Great food, great partying, looking forward to next
winter. Pipo, Thanks for putting this together for us.
Hope everyone has a save trip back. See You all soon.
From Toddy Brodeur:

Mark this one on next years calendar, The weekend after the superbowl go to Puerto Rico. Pipo takes care of you and you will have a blast. Also he will show you why he is “King of the Beach”
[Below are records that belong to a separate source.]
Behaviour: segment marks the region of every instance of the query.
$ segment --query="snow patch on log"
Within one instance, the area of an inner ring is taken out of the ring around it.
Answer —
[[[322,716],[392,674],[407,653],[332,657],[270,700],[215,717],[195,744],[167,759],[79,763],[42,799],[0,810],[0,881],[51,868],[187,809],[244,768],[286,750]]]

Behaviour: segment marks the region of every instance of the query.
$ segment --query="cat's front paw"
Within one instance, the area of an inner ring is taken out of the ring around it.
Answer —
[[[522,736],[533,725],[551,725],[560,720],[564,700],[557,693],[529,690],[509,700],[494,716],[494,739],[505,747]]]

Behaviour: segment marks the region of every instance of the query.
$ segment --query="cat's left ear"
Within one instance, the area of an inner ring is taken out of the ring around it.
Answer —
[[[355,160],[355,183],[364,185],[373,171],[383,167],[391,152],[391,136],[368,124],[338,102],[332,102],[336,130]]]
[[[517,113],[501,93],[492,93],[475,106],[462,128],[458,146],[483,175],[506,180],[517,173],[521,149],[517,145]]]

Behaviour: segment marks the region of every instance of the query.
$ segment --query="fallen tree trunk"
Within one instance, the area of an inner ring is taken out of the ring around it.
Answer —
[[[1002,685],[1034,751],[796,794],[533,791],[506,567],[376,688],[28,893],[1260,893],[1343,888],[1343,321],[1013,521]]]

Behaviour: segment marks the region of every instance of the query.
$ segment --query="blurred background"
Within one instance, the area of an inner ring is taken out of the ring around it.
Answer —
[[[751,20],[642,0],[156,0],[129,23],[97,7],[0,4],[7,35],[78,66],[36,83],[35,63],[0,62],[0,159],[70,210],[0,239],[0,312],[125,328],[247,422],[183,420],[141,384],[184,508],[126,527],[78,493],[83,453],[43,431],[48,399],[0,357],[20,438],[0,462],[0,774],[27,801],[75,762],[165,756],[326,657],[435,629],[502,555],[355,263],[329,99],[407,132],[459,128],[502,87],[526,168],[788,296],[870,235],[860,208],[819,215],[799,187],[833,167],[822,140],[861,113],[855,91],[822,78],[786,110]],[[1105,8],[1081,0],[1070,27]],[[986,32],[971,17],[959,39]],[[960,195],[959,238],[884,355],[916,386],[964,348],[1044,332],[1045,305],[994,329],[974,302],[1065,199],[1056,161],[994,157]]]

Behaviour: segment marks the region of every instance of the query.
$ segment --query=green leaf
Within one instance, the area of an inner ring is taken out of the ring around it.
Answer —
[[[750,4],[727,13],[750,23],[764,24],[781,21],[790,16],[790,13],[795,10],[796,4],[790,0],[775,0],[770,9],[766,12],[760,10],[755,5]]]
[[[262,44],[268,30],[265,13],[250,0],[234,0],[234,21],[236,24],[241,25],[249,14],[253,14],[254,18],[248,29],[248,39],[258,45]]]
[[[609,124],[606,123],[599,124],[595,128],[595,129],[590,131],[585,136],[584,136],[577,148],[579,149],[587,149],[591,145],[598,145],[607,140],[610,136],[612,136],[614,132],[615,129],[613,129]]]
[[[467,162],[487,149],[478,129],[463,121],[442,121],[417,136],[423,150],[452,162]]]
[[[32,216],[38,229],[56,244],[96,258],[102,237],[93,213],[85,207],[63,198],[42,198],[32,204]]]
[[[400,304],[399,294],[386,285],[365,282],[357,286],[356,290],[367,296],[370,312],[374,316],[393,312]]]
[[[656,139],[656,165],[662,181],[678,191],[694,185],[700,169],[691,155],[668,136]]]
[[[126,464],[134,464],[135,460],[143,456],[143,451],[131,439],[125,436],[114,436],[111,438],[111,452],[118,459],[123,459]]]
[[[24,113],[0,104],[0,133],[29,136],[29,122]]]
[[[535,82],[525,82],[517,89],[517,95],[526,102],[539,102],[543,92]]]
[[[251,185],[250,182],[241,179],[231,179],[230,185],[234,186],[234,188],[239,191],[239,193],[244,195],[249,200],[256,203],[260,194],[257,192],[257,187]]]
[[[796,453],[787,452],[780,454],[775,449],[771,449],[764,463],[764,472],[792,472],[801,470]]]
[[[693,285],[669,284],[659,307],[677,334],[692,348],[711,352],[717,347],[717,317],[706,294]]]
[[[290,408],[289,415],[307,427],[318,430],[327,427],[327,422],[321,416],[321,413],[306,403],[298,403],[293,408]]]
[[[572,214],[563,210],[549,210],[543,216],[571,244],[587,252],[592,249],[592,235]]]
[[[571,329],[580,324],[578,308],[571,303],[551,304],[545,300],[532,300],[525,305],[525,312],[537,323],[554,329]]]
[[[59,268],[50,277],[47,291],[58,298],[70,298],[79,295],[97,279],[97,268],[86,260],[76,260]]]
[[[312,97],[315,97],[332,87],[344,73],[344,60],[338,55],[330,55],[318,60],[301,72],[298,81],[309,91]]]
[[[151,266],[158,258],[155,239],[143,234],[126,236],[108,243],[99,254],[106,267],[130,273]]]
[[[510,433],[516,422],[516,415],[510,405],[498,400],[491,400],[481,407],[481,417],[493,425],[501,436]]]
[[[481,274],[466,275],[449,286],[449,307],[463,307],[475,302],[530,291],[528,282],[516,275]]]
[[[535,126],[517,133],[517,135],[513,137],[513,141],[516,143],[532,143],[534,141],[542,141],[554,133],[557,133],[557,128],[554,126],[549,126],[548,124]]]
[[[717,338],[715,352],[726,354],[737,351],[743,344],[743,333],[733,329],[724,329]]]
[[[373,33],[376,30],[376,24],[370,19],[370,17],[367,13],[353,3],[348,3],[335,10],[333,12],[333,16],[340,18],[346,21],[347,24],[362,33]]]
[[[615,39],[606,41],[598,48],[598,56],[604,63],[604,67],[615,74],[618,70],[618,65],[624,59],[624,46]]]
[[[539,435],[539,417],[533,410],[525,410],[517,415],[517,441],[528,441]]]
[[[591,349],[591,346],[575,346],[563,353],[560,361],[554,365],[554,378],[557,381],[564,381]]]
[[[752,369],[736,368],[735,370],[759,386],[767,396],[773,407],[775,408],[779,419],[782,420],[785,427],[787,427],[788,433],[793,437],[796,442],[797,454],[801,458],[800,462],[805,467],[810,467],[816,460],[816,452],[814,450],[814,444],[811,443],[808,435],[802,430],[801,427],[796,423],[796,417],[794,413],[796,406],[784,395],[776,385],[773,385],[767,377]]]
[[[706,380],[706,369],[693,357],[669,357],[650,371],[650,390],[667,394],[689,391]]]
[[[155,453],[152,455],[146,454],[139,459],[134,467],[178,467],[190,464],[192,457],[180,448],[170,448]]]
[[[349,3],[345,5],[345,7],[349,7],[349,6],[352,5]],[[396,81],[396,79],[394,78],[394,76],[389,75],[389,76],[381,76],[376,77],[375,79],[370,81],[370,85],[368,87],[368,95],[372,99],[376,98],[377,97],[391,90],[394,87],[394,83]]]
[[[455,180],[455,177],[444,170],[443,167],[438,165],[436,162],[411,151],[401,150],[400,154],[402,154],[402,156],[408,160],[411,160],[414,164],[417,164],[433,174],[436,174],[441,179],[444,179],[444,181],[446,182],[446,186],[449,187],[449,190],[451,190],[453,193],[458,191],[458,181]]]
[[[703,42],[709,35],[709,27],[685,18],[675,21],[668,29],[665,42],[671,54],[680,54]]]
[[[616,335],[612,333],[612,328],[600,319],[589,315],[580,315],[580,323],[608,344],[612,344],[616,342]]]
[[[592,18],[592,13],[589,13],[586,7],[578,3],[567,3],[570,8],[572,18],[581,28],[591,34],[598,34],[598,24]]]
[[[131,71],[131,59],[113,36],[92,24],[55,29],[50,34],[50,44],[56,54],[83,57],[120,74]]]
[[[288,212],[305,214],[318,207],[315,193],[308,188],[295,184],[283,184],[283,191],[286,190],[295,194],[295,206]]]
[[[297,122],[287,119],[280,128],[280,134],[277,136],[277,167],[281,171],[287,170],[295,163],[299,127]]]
This was truly a frisbee beach lovers dream. Warm breezes were non stop, same direction. The sand is rather coarse so it hardly sticks to the disc. The beach has a slope and high tide is barely noticeable. All the locals have a similar style. Everybody jams barefoot and the disc is always wet and cleaned in the warm ocean waves. Truly beach jammin. The jam spot was less than 25 steps from our hotel room. Ok they were big steps because I was always running to the shore.The jams lasted well past sunset. The folks at the hotel were very friendly. The one thing I learned is when you go to PR, do what Pipo does. Follow him, eat what he eats, hang out with him, watch how he handles the disc and the beach and you will do fine. Thank you for a wonderful time Pipo.